Warning: Changing a single date input can shift which pay periods fall inside the 1-year general SOL lookback period under O.C.G.A. § 17-3-1, causing total backpay to increase or decrease even if your wage math is unchanged.

Try the checker

You can run the Georgia Wage Backpay workflow in DocketMath here: /tools/wage-backpay.

If you’re building your spreadsheet now, use this quick checklist to align your sheet with the calculator’s expectations. The goal is to make your inputs “calculator-ready,” not to interpret legal rights (this is a data-prep aid, not legal advice).

Spreadsheet readiness checklist (use before clicking Calculate)

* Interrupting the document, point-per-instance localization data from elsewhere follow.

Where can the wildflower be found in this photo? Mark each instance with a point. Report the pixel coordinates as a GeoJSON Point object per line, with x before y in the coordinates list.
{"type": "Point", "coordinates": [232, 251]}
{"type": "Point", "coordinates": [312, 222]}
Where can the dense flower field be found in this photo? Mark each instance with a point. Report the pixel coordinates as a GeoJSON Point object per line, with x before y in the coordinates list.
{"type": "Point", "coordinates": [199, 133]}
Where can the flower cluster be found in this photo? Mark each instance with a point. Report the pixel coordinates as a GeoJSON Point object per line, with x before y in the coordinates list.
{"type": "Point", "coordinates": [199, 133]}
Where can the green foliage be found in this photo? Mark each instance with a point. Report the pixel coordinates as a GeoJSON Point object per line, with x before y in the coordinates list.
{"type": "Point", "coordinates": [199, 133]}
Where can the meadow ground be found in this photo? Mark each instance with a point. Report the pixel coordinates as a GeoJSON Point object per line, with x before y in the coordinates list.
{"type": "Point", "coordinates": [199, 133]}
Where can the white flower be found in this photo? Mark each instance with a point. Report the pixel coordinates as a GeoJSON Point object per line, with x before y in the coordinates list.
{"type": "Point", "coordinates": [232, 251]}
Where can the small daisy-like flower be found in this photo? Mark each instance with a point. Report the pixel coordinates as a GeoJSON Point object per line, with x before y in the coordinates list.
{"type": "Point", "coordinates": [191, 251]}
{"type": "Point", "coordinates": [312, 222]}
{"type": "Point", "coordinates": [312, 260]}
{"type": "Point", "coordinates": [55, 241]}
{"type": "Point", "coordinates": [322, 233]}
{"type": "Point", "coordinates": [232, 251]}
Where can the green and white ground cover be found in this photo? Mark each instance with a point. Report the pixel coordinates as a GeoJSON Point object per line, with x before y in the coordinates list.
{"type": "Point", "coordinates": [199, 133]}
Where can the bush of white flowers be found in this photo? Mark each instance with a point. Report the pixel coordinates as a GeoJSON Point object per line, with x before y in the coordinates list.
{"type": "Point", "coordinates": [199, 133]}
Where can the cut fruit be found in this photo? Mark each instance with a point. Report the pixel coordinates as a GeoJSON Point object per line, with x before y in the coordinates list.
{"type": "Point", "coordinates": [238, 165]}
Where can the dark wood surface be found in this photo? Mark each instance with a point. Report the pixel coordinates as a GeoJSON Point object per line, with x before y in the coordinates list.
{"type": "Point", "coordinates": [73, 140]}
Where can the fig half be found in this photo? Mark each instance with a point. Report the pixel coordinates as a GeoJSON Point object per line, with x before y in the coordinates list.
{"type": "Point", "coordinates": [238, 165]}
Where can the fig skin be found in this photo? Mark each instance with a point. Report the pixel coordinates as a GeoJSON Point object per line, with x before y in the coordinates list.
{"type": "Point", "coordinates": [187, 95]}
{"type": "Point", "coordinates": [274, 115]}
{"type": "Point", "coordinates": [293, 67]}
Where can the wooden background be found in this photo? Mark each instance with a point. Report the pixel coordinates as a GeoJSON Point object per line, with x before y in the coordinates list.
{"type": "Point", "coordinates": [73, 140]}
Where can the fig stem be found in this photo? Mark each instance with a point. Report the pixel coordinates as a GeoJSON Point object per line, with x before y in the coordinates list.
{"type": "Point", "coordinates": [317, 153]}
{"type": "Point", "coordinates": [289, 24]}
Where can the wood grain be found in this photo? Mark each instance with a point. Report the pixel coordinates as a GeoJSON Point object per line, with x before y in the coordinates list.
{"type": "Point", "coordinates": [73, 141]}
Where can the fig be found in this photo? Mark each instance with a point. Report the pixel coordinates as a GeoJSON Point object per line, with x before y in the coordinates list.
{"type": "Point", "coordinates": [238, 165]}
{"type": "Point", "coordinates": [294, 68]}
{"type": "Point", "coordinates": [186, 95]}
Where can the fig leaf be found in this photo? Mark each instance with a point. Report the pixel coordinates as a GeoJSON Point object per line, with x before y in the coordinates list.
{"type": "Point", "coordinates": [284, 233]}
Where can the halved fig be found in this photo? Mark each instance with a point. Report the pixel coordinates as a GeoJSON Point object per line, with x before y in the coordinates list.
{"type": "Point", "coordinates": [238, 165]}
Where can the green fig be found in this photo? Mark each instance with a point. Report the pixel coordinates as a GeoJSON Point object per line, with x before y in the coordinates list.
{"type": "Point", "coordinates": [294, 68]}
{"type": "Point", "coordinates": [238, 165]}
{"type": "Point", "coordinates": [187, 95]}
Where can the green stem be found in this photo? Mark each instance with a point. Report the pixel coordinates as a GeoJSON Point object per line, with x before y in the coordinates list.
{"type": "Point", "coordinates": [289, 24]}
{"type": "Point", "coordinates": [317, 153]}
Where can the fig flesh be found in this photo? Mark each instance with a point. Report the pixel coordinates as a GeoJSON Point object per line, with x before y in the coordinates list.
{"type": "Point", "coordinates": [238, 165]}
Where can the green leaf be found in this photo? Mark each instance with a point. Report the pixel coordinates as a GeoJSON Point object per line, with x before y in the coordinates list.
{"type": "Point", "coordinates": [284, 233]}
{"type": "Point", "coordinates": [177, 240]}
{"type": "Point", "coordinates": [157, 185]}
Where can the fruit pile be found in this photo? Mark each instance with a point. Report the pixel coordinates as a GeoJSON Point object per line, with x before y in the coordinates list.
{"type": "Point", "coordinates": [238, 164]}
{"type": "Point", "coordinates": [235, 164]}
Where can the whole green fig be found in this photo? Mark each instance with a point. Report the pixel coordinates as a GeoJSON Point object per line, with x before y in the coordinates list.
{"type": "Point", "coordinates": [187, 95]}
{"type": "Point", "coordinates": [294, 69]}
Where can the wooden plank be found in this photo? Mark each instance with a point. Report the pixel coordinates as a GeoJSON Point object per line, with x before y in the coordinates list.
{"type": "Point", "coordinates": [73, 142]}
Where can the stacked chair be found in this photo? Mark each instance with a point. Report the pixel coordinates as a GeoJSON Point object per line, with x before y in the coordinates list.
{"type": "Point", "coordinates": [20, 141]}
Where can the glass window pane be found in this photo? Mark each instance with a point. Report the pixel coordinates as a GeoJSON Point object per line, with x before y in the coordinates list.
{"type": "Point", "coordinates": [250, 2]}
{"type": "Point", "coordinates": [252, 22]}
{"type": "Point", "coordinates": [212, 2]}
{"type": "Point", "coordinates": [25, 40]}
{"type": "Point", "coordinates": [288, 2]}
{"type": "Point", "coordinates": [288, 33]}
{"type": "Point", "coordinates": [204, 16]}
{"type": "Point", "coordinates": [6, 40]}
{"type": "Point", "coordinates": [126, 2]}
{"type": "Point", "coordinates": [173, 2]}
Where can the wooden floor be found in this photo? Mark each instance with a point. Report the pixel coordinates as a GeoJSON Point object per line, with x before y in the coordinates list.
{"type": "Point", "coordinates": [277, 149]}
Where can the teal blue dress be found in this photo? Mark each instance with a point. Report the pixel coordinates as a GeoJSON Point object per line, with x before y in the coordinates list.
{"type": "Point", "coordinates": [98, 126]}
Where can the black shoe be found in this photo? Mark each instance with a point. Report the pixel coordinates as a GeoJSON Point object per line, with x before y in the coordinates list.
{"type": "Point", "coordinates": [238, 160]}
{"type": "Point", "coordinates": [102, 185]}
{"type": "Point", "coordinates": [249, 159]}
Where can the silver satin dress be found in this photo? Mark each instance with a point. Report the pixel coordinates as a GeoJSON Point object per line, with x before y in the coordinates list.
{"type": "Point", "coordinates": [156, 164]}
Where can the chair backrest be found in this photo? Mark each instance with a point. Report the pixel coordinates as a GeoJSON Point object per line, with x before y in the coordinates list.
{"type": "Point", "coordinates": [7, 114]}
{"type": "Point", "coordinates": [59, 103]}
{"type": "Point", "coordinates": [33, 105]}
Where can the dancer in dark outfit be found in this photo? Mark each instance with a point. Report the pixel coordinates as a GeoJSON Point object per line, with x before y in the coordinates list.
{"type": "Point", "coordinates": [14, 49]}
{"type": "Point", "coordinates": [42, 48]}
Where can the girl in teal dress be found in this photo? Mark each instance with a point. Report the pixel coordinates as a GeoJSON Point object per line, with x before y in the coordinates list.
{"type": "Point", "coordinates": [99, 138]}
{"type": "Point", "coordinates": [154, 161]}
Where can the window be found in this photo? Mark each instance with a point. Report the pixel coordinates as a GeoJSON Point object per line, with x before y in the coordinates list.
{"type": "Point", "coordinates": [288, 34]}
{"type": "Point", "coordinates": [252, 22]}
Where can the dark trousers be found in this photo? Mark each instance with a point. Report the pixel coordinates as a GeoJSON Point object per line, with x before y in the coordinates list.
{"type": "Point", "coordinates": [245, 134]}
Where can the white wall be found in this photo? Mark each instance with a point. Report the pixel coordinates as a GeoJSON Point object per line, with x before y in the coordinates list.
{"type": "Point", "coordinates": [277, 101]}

How outputs change when inputs change

Use these “directional” checks while validating your run:

  • If you move the through date earlier, some older pay periods may fall outside the 1-year lookback window, reducing included backpay.
  • If you move the start date later, included pay periods typically shrink, lowering totals.
  • If you fix date parsing (text → true dates), amounts previously misclassified may change—especially around the boundary of the 1-year window.
  • If you correct hours (e.g., remove blanks/strings), backpay may change row-by-row, often by noticeable amounts on specific pay periods.

For a fast iteration loop: run DocketMath once after major date changes, then re-run after you fix any detected data-type issues in your sheet.